リチャードは鼻を鳴らし、不機嫌そうに呟いた。
「病だと? ふざけおって……」
ジェームズとビンセントは、それぞれ病を理由に欠席の意を伝えてきた。だが、ネルソンに言わせれば、それはあまりに都合が良すぎる話だ。
「奴らがただの病で休むとは思えませんな。こちらの意図を察し、警戒しているのでしょう」
リチャード王の口元が歪んだ。彼の短気な性格を知る者たちは、その目が怒りに燃え上がるのを見て緊張を走らせた。最初は表向きの冷静さを保っていたものの、次第に苛立ちが募っていく。彼の脳裏には、腹違いの兄の不遜な態度と、何かを企んでいるのではないかという疑念が渦巻いていた。
「まさか、軍議を欠席するとは……」
ネルソン・スカバル公爵が静かに口を開く。その声には冷静さが保たれていたが、微かな警戒心も滲んでいた。
「ヤツらが裏切るつもりではないだろうな?」
その言葉が発せられた瞬間、空気が凍りついた。誰もが息を止め、無言のまま視線を交わす。燭台の火がかすかに揺れ、長く伸びた影が壁に波打った。
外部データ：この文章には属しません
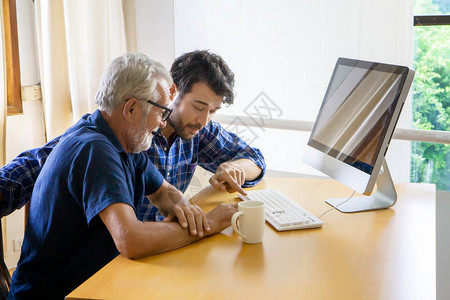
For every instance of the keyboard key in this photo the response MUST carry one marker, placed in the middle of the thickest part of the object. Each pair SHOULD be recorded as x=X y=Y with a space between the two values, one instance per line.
x=282 y=212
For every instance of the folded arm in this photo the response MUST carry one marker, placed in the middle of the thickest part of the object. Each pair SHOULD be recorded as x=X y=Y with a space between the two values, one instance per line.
x=135 y=239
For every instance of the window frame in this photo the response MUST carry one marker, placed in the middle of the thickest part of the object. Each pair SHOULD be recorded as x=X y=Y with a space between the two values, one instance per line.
x=13 y=85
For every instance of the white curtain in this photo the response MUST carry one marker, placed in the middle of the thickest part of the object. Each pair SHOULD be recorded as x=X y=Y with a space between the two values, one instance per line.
x=3 y=100
x=77 y=39
x=283 y=53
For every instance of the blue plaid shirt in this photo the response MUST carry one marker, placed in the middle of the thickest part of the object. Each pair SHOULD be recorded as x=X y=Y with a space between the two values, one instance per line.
x=212 y=146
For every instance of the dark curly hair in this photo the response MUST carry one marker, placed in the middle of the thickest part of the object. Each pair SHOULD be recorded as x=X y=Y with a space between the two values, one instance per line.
x=207 y=67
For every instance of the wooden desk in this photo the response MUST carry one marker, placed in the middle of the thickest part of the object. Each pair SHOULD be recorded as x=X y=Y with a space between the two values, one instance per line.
x=386 y=254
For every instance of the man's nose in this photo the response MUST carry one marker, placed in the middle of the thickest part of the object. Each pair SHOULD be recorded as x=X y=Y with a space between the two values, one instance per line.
x=203 y=119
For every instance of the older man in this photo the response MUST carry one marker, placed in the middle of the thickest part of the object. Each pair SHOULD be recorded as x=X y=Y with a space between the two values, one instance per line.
x=191 y=138
x=83 y=207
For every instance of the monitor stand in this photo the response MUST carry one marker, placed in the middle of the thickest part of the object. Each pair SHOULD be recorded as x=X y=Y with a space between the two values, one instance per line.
x=384 y=197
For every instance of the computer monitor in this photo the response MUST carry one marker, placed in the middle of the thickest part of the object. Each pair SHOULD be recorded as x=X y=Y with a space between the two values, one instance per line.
x=353 y=129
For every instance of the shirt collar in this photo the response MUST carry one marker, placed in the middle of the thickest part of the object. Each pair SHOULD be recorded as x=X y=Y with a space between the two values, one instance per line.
x=100 y=122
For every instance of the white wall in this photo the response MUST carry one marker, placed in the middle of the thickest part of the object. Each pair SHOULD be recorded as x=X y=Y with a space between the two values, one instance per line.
x=287 y=49
x=155 y=30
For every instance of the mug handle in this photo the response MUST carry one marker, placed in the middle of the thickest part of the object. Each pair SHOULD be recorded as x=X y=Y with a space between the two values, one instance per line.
x=234 y=223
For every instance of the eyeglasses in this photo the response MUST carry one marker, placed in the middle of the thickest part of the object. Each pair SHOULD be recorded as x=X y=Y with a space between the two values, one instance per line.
x=166 y=113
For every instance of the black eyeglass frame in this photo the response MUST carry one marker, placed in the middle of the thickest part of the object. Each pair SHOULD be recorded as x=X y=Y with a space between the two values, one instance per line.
x=167 y=111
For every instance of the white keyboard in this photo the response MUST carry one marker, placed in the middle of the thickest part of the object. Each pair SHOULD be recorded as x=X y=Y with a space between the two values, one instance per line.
x=282 y=212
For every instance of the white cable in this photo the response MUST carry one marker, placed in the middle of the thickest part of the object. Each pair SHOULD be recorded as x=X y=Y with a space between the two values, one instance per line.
x=334 y=207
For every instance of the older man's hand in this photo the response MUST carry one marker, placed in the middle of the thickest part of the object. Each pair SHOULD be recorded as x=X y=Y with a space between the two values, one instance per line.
x=189 y=216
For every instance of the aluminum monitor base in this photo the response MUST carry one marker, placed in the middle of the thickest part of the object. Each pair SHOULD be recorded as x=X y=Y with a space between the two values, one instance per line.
x=384 y=197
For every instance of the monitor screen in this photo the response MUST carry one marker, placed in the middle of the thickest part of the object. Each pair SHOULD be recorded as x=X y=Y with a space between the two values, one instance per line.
x=357 y=110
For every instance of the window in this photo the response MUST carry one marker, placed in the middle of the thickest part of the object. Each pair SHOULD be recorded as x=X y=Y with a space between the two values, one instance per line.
x=430 y=162
x=12 y=57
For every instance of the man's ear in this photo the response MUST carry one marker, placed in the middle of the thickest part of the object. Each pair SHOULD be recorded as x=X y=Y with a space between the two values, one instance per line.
x=129 y=109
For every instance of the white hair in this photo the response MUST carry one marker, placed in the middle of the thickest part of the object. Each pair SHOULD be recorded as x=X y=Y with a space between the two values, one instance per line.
x=132 y=75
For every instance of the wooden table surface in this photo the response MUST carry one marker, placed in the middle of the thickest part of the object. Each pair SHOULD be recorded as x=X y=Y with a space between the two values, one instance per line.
x=385 y=254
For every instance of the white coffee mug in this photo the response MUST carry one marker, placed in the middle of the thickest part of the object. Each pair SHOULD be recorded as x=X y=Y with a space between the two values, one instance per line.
x=251 y=221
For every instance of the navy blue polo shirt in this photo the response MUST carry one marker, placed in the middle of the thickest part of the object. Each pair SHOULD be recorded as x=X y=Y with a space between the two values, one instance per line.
x=65 y=241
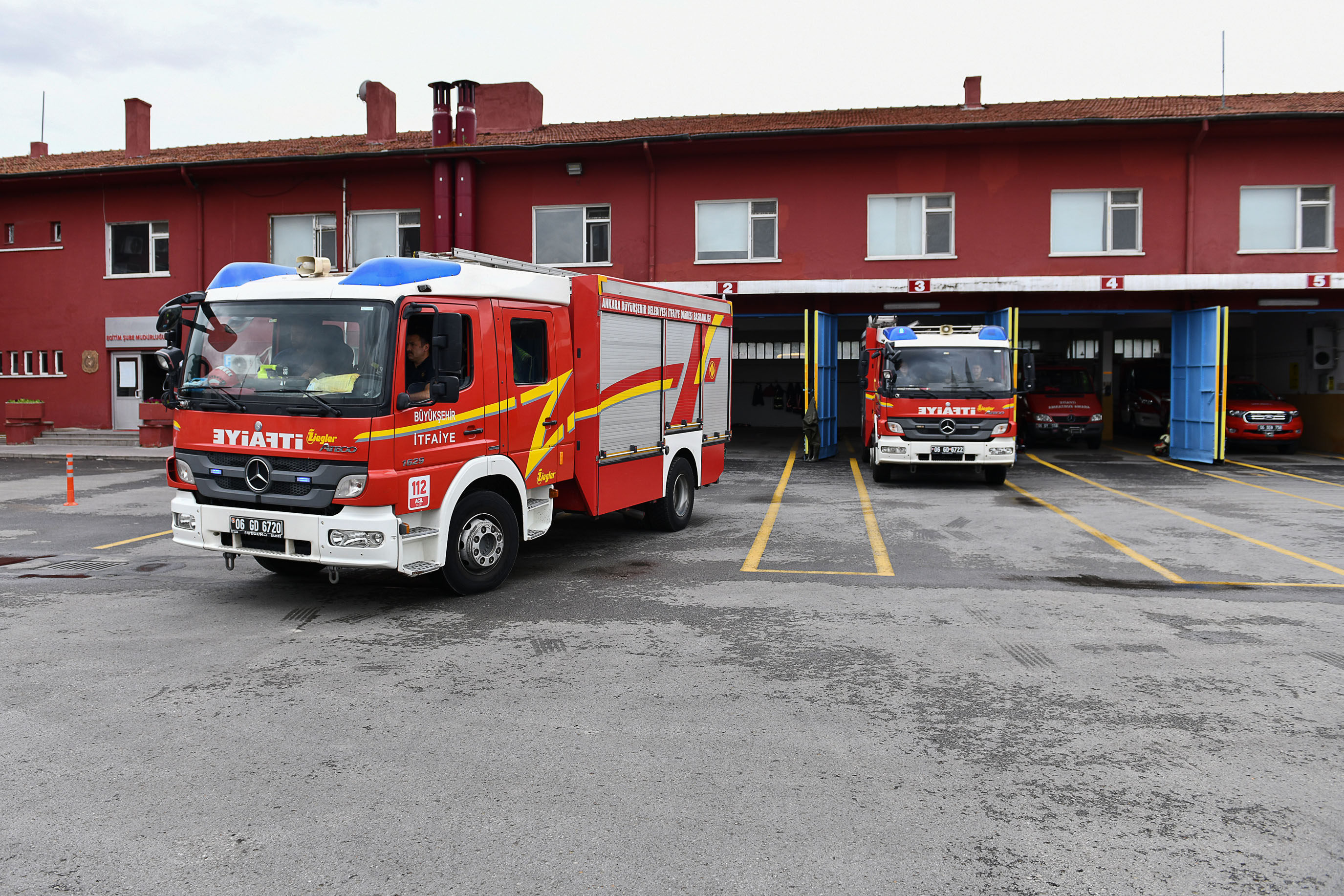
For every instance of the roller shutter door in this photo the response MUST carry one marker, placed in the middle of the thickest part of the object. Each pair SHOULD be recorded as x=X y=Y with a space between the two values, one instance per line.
x=632 y=355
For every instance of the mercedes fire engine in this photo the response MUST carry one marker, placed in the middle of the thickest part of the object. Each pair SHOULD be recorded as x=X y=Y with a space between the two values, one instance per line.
x=940 y=397
x=429 y=414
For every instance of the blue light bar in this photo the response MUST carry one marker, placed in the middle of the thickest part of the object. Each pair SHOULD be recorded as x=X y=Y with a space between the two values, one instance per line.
x=395 y=272
x=239 y=273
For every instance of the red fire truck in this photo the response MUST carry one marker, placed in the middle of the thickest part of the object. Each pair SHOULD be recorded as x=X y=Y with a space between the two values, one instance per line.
x=940 y=397
x=429 y=414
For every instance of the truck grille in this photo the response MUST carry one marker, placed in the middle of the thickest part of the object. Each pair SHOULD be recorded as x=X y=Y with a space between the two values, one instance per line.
x=287 y=464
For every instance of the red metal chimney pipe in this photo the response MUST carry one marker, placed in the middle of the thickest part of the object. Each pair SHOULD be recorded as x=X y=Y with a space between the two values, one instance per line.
x=381 y=112
x=441 y=127
x=972 y=87
x=137 y=128
x=465 y=113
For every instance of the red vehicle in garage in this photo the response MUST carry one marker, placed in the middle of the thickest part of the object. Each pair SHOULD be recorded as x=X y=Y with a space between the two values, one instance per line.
x=1258 y=417
x=1062 y=408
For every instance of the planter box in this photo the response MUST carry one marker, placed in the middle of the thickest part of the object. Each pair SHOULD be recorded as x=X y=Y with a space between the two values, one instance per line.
x=155 y=412
x=22 y=433
x=24 y=412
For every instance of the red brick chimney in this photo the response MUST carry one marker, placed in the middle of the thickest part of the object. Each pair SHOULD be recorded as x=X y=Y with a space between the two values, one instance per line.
x=381 y=110
x=972 y=85
x=137 y=128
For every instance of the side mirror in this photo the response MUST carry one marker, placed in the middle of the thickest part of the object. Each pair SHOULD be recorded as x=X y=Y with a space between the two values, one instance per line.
x=1026 y=371
x=447 y=347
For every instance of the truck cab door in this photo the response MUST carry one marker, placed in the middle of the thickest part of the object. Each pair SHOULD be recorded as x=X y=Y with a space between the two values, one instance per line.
x=535 y=386
x=431 y=441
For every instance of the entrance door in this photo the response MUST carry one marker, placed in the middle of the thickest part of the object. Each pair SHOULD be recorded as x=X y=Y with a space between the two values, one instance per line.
x=820 y=379
x=127 y=390
x=1199 y=385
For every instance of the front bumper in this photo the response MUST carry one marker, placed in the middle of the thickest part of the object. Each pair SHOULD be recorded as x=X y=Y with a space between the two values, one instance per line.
x=305 y=534
x=1002 y=450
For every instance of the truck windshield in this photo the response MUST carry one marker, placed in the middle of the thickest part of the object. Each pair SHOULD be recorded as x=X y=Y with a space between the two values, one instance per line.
x=948 y=371
x=1063 y=382
x=265 y=352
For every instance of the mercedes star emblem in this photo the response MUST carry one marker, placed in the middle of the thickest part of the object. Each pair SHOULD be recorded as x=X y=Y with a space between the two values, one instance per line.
x=259 y=475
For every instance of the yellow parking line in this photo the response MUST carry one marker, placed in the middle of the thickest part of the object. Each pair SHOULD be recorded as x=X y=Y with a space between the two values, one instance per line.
x=879 y=548
x=1339 y=485
x=117 y=545
x=1228 y=479
x=757 y=551
x=1124 y=548
x=1191 y=519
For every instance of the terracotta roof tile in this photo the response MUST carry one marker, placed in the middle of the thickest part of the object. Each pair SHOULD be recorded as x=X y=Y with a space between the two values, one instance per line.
x=1061 y=110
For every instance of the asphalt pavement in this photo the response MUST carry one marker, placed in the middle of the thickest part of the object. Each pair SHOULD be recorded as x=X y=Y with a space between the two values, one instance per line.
x=1110 y=676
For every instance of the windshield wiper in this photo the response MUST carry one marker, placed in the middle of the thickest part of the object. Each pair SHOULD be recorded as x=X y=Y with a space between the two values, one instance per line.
x=225 y=395
x=307 y=394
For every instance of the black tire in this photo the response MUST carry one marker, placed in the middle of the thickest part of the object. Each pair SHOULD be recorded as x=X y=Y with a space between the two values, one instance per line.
x=291 y=568
x=481 y=543
x=672 y=511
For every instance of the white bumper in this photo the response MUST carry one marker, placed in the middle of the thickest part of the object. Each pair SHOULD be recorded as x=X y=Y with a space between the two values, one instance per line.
x=212 y=532
x=995 y=452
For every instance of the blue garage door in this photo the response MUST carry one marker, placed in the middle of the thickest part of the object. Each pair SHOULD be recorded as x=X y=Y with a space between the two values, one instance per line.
x=820 y=381
x=1199 y=385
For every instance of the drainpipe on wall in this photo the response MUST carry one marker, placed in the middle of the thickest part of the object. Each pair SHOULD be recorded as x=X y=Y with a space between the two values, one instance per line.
x=1190 y=198
x=201 y=225
x=648 y=159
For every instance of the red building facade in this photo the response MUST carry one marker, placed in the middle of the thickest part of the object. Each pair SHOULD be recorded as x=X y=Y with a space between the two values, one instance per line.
x=1166 y=179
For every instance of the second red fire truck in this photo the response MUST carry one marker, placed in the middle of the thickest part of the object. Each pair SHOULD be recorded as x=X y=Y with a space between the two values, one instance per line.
x=428 y=415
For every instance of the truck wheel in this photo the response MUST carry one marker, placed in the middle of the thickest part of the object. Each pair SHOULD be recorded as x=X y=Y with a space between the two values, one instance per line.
x=672 y=511
x=481 y=543
x=293 y=568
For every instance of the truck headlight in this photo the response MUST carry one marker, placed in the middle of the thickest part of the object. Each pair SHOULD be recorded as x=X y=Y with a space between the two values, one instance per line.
x=351 y=487
x=350 y=539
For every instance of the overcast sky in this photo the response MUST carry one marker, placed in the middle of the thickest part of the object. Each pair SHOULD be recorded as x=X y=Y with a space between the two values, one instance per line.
x=248 y=70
リチャード王は面倒くさそうに椅子にもたれかかった。彼にとって、軍議の本来の目的はどうでもよかった。王としての威厳を示し、邪魔な兄を排除する口実があればよいのだ。
ネルソンは静かに頷き、慎重に言葉を選ぶ。
「いずれにせよ、ジェームズ派が強硬策に出るならば、今すぐ別の手を打たねばなりません」
王は鼻を鳴らし、苛立たしげに杯を乱暴に置いた。
「では、奴らの屋敷を取り囲み、無理やりでもここに連れてこい!」
だが、ネルソンは冷静だった。
「……陛下、それは得策ではありません。ジェームズとビンセントは、まだ正式に反乱を起こしたわけではないのです。無理に捕えようとすれば、かえって貴族たちの反発を招きましょう」
リチャードはしばし考えるように顎を撫でた後、面倒くさそうに肩をすくめた。
軍議が終わると、リチャード王とネルソン公爵は別室に入り、密かに言葉を交わした。
「やつら、何か企んでいるな?」
リチャード王の声には警戒心が滲んでいた。ネルソン公爵は静かに頷きながら、冷静な表情で言った。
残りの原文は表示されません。